Commemorating Pride and Remembering Its Roots
When we celebrate Pride this year, we can’t forget its roots. Pride was born from, and still is at its core, a protest.
In 1969 after continuous raids by the police at the Stonewall Inn in Greenwich Village — a space where many that were seen as outsiders in the community could find refuge, the LGBTQ community pushed back against the oppressive legal system that continuously negated their existence, profited off of what was constituted as illicit behavior in the few bars that would serve them, and policed them for dressing outside of what was considered fitting for their assigned gender at birth.

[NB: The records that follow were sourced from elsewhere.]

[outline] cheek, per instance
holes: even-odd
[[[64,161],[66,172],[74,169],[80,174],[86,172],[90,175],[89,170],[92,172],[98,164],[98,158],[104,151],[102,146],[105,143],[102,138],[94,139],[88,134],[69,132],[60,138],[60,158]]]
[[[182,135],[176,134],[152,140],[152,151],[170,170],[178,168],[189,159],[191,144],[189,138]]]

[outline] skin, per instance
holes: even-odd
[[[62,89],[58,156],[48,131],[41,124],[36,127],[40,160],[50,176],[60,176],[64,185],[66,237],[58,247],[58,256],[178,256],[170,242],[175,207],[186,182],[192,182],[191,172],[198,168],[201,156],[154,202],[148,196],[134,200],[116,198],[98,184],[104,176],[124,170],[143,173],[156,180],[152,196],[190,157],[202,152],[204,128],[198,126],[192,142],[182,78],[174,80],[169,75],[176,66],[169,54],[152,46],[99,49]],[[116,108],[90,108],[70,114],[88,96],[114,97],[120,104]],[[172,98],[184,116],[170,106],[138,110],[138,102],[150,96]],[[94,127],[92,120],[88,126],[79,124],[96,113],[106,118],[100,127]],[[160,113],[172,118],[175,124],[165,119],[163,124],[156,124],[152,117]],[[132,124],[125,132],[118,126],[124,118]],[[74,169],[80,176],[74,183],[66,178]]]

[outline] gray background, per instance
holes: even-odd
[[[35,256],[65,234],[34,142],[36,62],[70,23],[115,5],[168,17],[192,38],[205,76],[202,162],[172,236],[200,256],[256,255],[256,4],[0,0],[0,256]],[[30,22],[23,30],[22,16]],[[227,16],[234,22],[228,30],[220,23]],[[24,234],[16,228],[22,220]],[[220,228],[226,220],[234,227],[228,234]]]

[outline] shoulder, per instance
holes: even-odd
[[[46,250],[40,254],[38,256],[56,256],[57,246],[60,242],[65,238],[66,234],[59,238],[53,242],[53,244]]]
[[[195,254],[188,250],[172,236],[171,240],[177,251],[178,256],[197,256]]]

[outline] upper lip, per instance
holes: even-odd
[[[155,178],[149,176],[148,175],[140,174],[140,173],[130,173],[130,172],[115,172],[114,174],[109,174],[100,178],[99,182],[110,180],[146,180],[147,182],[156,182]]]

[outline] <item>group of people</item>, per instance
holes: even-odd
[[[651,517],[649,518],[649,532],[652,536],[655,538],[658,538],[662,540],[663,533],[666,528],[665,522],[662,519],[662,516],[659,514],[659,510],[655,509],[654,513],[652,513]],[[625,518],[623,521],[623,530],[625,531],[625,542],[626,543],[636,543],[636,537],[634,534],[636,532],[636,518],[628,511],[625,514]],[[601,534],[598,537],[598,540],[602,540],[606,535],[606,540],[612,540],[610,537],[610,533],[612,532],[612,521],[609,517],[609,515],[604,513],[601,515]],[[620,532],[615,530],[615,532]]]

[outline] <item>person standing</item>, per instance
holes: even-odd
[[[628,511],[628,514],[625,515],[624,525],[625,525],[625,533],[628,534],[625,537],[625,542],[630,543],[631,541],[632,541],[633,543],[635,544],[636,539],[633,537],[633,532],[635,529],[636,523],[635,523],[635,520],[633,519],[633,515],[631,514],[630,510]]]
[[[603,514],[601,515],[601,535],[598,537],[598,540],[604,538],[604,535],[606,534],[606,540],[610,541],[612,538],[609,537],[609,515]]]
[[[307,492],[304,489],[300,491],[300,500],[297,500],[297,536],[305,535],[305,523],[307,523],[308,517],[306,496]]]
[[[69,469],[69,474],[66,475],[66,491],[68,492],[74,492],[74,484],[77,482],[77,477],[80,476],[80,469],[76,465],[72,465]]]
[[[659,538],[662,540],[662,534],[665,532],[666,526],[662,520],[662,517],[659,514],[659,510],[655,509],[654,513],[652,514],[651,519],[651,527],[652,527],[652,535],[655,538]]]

This oppression resulted in the Stonewall Uprising and thus the birth of the Pride movement led by Trans women of color including Marsha P. Johnson and Sylvia Rivera which helped to lead the way for the formation of LGBTQ organizations. June 28th 1970, which became known as the Christopher Street Liberation Day, marked the 1 year anniversary of the Stonewall Uprising and first Pride March in NYC.
While this month’s marches, protests, gatherings, and collective action honor the critical milestones activists have achieved, Pride is still very much a living, breathing thing. It’s still a response to ongoing injustice levied on both select parts of LGBTQ community and the LGBTQ community as a whole. The fight for equality, equity, and freedom to be oneself hasn’t stopped.
To try and trace Pride’s legacy and its impact, we spoke to a few Alfred employees to discuss what Pride month means to them.
“The march will become a parade when we’re equally under the law. But, it’s a still march because that’s not the case yet. It’s recognizing that to be us outwardly is a risk,” says Allie Riley-Murphy, Senior Tech Recruiter at Alfred. “Pride is a movement. Pride is a protest. Pride is affirmation. Pride is finding your voice and your chosen family. Pride is reflecting. Pride is a time for however you want to Pride. That is what you should be doing. The reason why it’s so many things is because we’re coming to Pride through so many different contexts, through different lived experiences.”
The communities that unite to define Pride are greater than the sum of their parts. They are allies and advocates working alongside one another to demand a step closer to equality.
“Agitate — that’s a word we can’t forget,” says Matt Maurer, highlighting the need to not just call for, but demand equality.
It’s essential to keep the focus on the people that made Pride possible, and the communities celebrating it.
This year, Sharmeen Ferrell, Regional Manager for the South, is thinking of a family member who can finally, at long last after an incredibly trying year, can experience Pride surrounded by fellow LGBTQ members and allies. “He can finally just be himself, be supported by his family, and celebrate with his community,” says Sharmeen.
This type of acceptance, of feeling welcomed, of feeling free to be yourself shouldn’t be novel. It shouldn’t require an event to remind the world that the LGBTQ community deserves equality. But, until the LGBTQ community is treated equally, the protest can, and must, continue.
“Pride is a movement to vocalize, and reinforce the existence of LGBT community in today’s world and how they deserve, but are still working on reaching the equality that other communities have,” says Louis Tan, Senior Product Manager.
The moment when Pride becomes a parade is when the community finally has the space to feel free, he says.
“That’s the true freedom — freedom to be who you are, freedom from any judgement and restraint, and freedom to love.”